Skip to content

saiga006/Shadow_Casting_Object_Segmentation

 
 

Repository files navigation

🌍 Shadow Casting Object Aerial Segmentation

Overview 🎯

This repository contains code and datasets related to shadow casting object segmentation. The project focuses on detecting and segmenting objects in images affected by shadows, a challenging task in remote sensing and urban scene understanding. The segmentation approach aims to improve accuracy in scenarios with significant shadow effects.

The project combines U-Net, YOLO, and Mask R-CNN approaches to handle both object detection and pixel-level segmentation.

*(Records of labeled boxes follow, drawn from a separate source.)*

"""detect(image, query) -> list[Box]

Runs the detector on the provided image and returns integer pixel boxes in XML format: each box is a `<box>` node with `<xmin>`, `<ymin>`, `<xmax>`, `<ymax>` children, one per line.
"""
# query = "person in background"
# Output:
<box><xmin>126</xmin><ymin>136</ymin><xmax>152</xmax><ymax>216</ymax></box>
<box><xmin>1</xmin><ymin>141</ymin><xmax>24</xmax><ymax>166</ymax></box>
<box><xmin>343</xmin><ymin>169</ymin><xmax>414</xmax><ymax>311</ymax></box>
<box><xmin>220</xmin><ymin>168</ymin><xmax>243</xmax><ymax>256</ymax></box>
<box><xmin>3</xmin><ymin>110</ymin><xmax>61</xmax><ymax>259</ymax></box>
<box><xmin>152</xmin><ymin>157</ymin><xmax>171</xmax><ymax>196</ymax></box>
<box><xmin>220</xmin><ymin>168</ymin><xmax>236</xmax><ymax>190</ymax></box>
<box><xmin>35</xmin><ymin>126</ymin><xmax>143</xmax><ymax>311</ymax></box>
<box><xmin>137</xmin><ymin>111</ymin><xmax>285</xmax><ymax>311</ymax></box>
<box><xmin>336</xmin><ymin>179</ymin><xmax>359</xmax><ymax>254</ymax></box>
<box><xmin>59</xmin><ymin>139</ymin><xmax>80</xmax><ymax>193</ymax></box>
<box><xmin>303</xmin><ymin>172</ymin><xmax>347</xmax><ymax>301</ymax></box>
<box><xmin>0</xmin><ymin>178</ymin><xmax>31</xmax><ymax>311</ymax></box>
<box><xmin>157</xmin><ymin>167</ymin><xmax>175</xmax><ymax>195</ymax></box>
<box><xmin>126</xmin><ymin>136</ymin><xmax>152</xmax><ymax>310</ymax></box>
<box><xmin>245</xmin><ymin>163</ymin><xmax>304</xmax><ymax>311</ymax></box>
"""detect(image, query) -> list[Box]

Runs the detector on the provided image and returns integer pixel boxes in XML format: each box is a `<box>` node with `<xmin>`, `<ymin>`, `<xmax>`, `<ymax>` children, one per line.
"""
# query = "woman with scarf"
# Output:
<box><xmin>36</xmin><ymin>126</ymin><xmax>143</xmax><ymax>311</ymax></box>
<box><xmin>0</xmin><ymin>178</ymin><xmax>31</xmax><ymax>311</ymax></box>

The dataset is curated from aerial images of Bonn city, annotated in YOLO format.

Features ✨

  • 📂 YOLO-format dataset prepared for aerial shadow segmentation.
  • 🧠 Multiple models supported – U-Net, YOLO, Mask R-CNN.
  • 🛠️ Preprocessing & annotation utilities for dataset preparation.
  • Modular training and inference scripts.

Repository Structure & Git History 📂

Version Control History: This repository was initially forked from the Matterport Mask R-CNN implementation and also forked the changes from the Prithvi Vision repo. Later changes were done in both branches, and then the changes of Prithvi Vision were rebased on top of the Mask R-CNN dev branch (maskrcnn_model) changes to form the current unified structure.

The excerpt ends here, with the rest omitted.